Complexity of tools and APIs is nearly a ubiquitous challenge, with 94% of respondents this year reporting it is the singular most frustrating challenge they face with multicloud. But complexity from heterogeneity appears elsewhere, with more than half (52%) of respondents citing complexity of tooling as a barrier to automation of app delivery and security. Considering we track deployment of 30 distinct application services from network security to CDNs to VDI to SSL VPNs, each one of those has an average deployment rate of 93%. This means 93% of all respondents have deployed each of those 30 app services.
They don’t all interoperate; in fact, many are in completely different domains with different approaches to operations and management.
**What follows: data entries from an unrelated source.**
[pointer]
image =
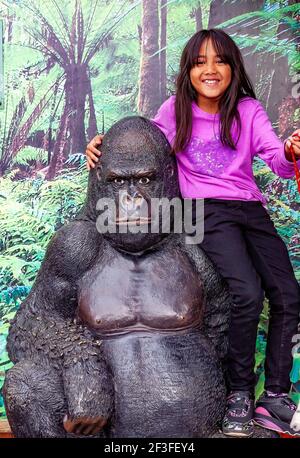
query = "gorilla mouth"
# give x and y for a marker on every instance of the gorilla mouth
(137, 221)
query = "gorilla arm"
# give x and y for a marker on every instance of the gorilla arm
(217, 299)
(44, 330)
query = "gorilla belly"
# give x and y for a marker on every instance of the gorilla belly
(165, 385)
(134, 293)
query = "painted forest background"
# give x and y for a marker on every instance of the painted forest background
(74, 67)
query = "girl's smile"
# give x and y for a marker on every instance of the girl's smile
(210, 77)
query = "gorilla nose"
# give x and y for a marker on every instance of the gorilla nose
(131, 201)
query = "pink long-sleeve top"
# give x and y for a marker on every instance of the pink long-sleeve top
(206, 168)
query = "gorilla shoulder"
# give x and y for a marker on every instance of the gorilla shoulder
(73, 249)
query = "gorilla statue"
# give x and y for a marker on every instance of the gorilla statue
(123, 334)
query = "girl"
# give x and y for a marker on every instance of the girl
(216, 126)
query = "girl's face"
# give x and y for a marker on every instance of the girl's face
(210, 76)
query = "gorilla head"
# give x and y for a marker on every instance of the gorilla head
(136, 166)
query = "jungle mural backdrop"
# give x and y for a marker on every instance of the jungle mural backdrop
(74, 67)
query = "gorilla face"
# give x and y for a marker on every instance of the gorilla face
(135, 167)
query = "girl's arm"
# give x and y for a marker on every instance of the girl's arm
(270, 148)
(92, 152)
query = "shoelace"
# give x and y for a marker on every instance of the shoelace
(289, 403)
(240, 402)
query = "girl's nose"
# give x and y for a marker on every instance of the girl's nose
(210, 67)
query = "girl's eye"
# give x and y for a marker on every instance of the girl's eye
(119, 181)
(144, 180)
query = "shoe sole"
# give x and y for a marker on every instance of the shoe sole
(277, 425)
(236, 434)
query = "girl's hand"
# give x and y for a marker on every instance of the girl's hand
(92, 153)
(294, 140)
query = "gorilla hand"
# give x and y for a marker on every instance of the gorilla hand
(86, 426)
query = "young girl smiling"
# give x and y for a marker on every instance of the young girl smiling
(216, 127)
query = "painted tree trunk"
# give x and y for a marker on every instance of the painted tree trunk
(222, 10)
(149, 89)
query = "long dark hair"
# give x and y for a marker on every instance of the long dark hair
(239, 87)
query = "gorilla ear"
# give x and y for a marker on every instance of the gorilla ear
(99, 171)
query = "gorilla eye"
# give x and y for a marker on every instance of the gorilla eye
(119, 180)
(144, 180)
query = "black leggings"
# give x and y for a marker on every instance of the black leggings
(241, 240)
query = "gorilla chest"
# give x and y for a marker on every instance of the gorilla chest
(126, 293)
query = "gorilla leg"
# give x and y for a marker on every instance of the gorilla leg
(34, 401)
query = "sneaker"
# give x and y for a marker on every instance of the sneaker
(238, 417)
(275, 413)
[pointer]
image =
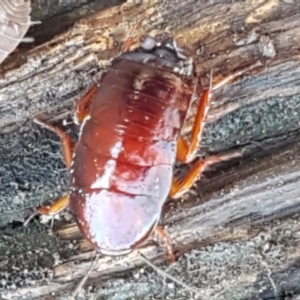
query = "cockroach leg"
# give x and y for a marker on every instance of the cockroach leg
(55, 207)
(166, 240)
(198, 167)
(66, 142)
(82, 106)
(84, 279)
(67, 148)
(186, 153)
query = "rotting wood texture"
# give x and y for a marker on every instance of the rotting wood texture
(236, 233)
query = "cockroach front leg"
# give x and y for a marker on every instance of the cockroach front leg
(67, 148)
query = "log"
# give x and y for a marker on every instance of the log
(235, 234)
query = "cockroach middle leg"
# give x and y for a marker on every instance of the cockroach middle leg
(82, 105)
(66, 142)
(166, 240)
(198, 167)
(186, 153)
(67, 148)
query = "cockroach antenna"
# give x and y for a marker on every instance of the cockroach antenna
(164, 274)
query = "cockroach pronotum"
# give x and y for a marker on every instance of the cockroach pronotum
(121, 168)
(14, 23)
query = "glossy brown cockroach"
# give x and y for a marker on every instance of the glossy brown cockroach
(121, 168)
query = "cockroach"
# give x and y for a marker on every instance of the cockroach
(121, 168)
(14, 23)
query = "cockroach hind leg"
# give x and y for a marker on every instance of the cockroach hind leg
(55, 208)
(85, 278)
(166, 275)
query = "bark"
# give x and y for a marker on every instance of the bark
(236, 232)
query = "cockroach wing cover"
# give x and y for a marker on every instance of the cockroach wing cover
(14, 23)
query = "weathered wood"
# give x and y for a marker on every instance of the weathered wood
(236, 233)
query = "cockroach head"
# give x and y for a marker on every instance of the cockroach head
(163, 55)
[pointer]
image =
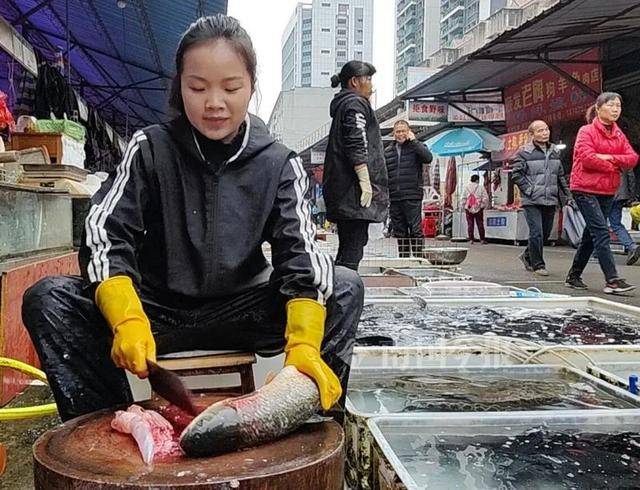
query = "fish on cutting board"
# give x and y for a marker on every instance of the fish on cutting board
(274, 410)
(154, 435)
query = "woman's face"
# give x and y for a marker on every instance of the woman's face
(216, 89)
(610, 111)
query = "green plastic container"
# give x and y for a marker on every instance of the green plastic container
(70, 128)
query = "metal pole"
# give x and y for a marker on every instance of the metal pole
(66, 7)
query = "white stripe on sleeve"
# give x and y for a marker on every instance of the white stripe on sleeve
(97, 237)
(321, 264)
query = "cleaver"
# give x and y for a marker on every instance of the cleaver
(169, 386)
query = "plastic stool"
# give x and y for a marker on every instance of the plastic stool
(198, 363)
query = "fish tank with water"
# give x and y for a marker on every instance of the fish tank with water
(375, 391)
(424, 323)
(563, 450)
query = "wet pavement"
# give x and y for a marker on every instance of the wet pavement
(500, 263)
(19, 435)
(493, 262)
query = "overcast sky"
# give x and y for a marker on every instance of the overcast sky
(265, 20)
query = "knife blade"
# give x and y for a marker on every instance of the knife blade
(169, 386)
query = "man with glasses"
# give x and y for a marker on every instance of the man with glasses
(405, 158)
(538, 173)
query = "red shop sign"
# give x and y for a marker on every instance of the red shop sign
(551, 97)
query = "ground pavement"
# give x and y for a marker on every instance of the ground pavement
(499, 263)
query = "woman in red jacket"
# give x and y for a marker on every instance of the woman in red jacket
(600, 154)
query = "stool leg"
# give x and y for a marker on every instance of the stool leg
(246, 380)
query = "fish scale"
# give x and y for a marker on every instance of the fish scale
(274, 410)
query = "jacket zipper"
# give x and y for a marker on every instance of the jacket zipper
(399, 154)
(214, 212)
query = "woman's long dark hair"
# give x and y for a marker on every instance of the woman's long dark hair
(353, 68)
(211, 28)
(602, 99)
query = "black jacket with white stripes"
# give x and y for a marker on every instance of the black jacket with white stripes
(354, 139)
(185, 230)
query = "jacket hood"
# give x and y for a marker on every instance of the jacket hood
(341, 97)
(256, 138)
(615, 130)
(531, 147)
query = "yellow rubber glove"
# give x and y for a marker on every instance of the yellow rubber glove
(366, 192)
(133, 341)
(304, 334)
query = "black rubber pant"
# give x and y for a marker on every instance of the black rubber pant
(353, 236)
(73, 340)
(406, 226)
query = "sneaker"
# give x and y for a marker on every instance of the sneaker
(633, 256)
(575, 283)
(618, 286)
(526, 263)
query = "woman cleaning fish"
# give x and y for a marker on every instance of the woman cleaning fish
(172, 254)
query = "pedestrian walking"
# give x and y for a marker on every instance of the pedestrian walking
(405, 158)
(322, 210)
(601, 153)
(355, 177)
(474, 201)
(539, 175)
(172, 255)
(626, 193)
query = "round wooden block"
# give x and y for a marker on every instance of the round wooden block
(85, 453)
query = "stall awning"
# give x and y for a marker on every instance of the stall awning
(121, 58)
(568, 25)
(467, 76)
(555, 36)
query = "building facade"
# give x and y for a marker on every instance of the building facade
(478, 22)
(318, 40)
(321, 37)
(417, 35)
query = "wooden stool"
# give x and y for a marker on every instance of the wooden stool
(213, 362)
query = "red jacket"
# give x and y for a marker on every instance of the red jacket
(596, 176)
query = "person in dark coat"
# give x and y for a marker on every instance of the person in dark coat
(172, 254)
(355, 176)
(626, 193)
(538, 173)
(405, 158)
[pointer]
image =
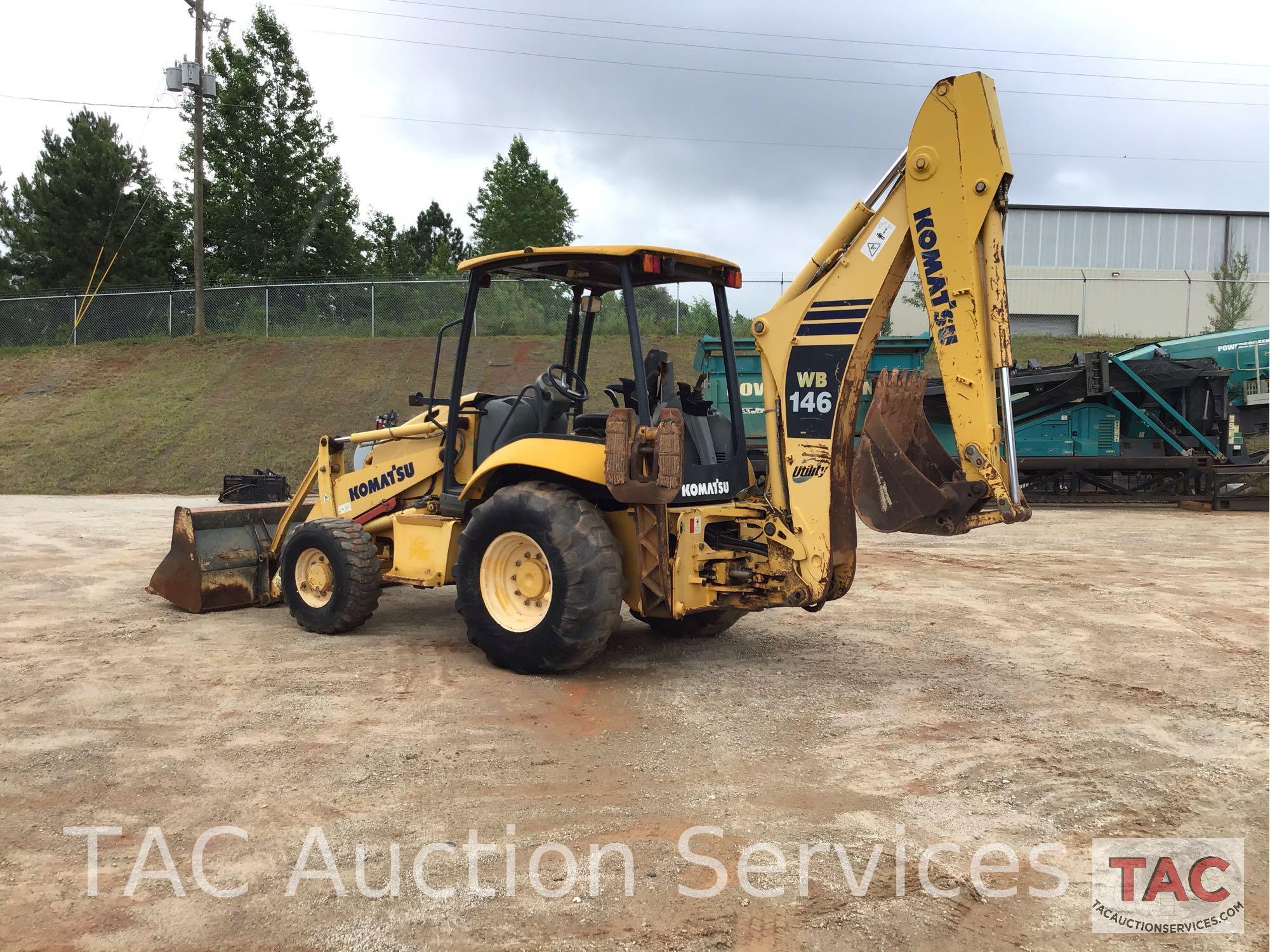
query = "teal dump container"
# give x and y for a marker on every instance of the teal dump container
(903, 354)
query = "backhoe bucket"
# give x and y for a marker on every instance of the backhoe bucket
(220, 557)
(901, 468)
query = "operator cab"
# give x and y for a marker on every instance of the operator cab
(606, 299)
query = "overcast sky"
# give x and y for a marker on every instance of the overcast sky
(765, 206)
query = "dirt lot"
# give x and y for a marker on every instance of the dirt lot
(1090, 675)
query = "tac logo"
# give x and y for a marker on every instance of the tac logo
(1167, 887)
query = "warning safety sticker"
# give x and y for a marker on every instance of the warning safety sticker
(876, 239)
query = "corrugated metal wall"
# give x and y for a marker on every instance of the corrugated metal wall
(1133, 241)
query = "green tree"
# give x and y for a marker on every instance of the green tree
(86, 191)
(276, 200)
(433, 229)
(912, 298)
(520, 206)
(6, 239)
(432, 247)
(1232, 301)
(388, 251)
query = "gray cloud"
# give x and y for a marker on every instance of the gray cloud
(764, 206)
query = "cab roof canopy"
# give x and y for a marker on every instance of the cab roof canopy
(597, 266)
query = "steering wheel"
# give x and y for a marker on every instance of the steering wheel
(568, 384)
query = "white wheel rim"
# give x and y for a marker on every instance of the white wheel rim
(516, 582)
(315, 579)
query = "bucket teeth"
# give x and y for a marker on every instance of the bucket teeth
(901, 468)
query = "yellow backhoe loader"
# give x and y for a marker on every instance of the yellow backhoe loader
(548, 516)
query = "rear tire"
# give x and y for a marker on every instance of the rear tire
(699, 625)
(539, 579)
(331, 576)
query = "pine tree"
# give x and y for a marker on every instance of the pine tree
(276, 199)
(1232, 301)
(435, 228)
(520, 205)
(6, 239)
(76, 201)
(430, 247)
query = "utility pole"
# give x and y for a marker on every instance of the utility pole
(202, 84)
(200, 328)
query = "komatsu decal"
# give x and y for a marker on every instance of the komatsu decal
(395, 475)
(936, 285)
(704, 489)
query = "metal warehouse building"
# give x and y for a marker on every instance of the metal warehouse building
(1134, 272)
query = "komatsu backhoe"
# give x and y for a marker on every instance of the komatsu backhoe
(546, 515)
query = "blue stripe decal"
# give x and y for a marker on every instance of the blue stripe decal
(854, 303)
(846, 314)
(819, 329)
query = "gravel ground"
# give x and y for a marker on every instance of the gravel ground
(1087, 675)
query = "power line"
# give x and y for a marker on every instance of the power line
(766, 76)
(81, 102)
(767, 35)
(675, 139)
(889, 150)
(772, 53)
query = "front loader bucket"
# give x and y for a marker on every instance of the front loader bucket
(901, 469)
(220, 557)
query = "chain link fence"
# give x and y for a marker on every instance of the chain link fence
(1144, 308)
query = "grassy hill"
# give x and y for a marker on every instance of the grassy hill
(175, 417)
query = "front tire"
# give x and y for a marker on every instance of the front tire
(331, 576)
(539, 579)
(699, 625)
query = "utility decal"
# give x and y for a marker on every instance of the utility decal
(812, 383)
(395, 475)
(813, 465)
(876, 241)
(704, 489)
(936, 285)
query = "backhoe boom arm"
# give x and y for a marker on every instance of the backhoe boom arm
(941, 206)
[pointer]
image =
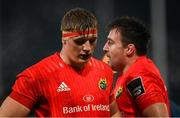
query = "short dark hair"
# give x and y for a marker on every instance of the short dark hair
(78, 19)
(133, 31)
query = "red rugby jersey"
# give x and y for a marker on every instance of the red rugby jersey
(139, 87)
(54, 88)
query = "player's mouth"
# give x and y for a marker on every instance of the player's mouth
(85, 56)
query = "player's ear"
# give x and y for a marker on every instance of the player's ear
(63, 41)
(130, 49)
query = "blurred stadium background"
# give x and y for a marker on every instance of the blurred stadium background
(29, 31)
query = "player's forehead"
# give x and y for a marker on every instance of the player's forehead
(79, 35)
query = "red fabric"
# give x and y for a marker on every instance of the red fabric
(155, 90)
(53, 88)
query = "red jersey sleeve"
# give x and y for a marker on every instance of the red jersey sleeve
(147, 90)
(25, 89)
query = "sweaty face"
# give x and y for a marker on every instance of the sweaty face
(80, 48)
(115, 50)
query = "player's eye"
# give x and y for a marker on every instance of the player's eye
(92, 40)
(79, 41)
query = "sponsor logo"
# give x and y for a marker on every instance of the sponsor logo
(103, 84)
(63, 87)
(85, 108)
(119, 92)
(88, 98)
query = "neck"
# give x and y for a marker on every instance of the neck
(129, 63)
(74, 65)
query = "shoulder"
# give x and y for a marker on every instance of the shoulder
(43, 66)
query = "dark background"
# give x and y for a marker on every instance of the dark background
(29, 31)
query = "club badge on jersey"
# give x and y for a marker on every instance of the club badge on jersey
(119, 92)
(103, 83)
(136, 87)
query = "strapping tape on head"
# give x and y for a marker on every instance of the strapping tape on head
(91, 33)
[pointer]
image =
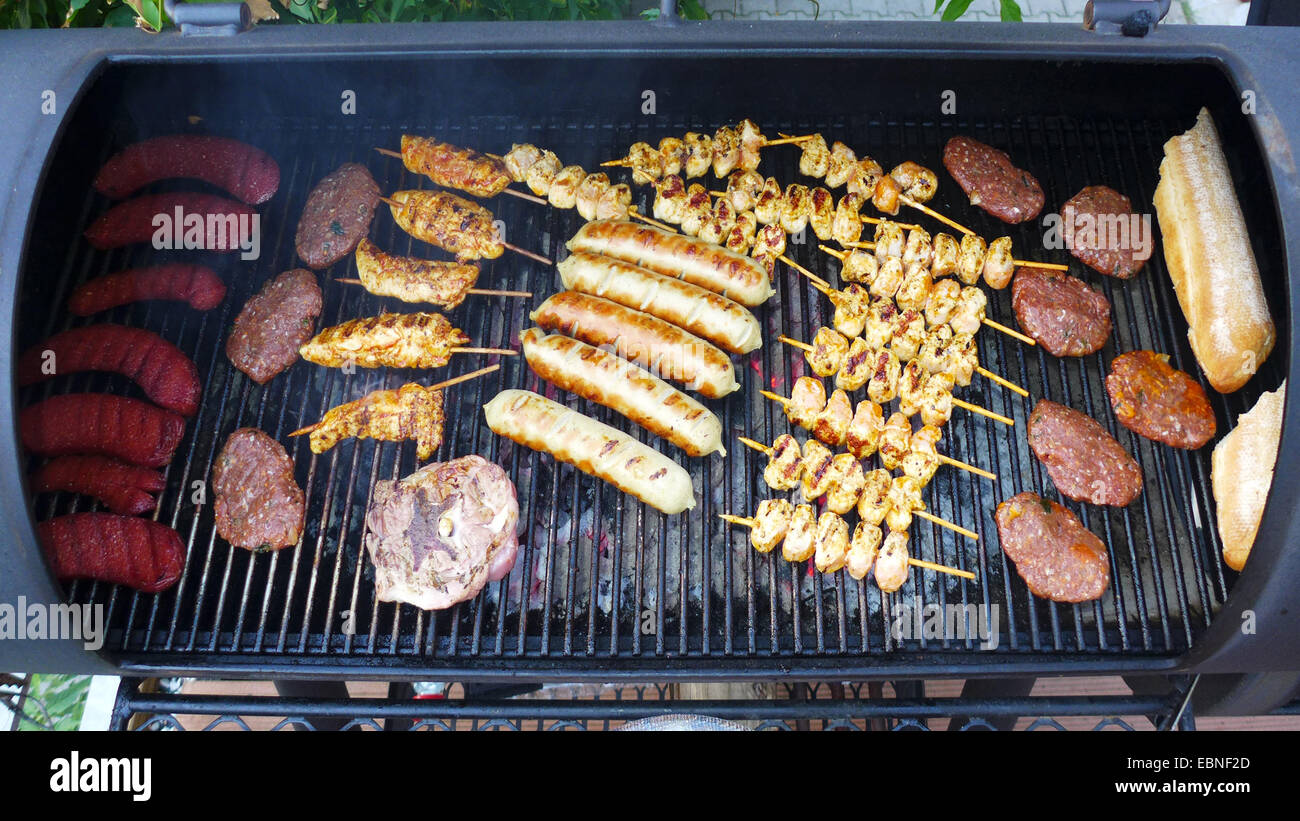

That’s the reality of hybrid. It was always there, under the shiny application exterior, waiting to be exposed by digital transformation.
There is no escaping hybrid, unless you go “all in” on one public cloud that can provide every service necessary to operate, deliver, and secure applications. We don’t see that taking off as a trend. Only 2% of organisations are “all in” and of those, only 34% have tied their fortunes to a single cloud provider. Those in an all-in-one-public-cloud basket are outliers.
Organisations are distributed, multicloud, hybrid estates.

This means traditional solutions must also become distributed, multicloud, hybrid services that can truly deliver, secure, and optimise every app and API, everywhere.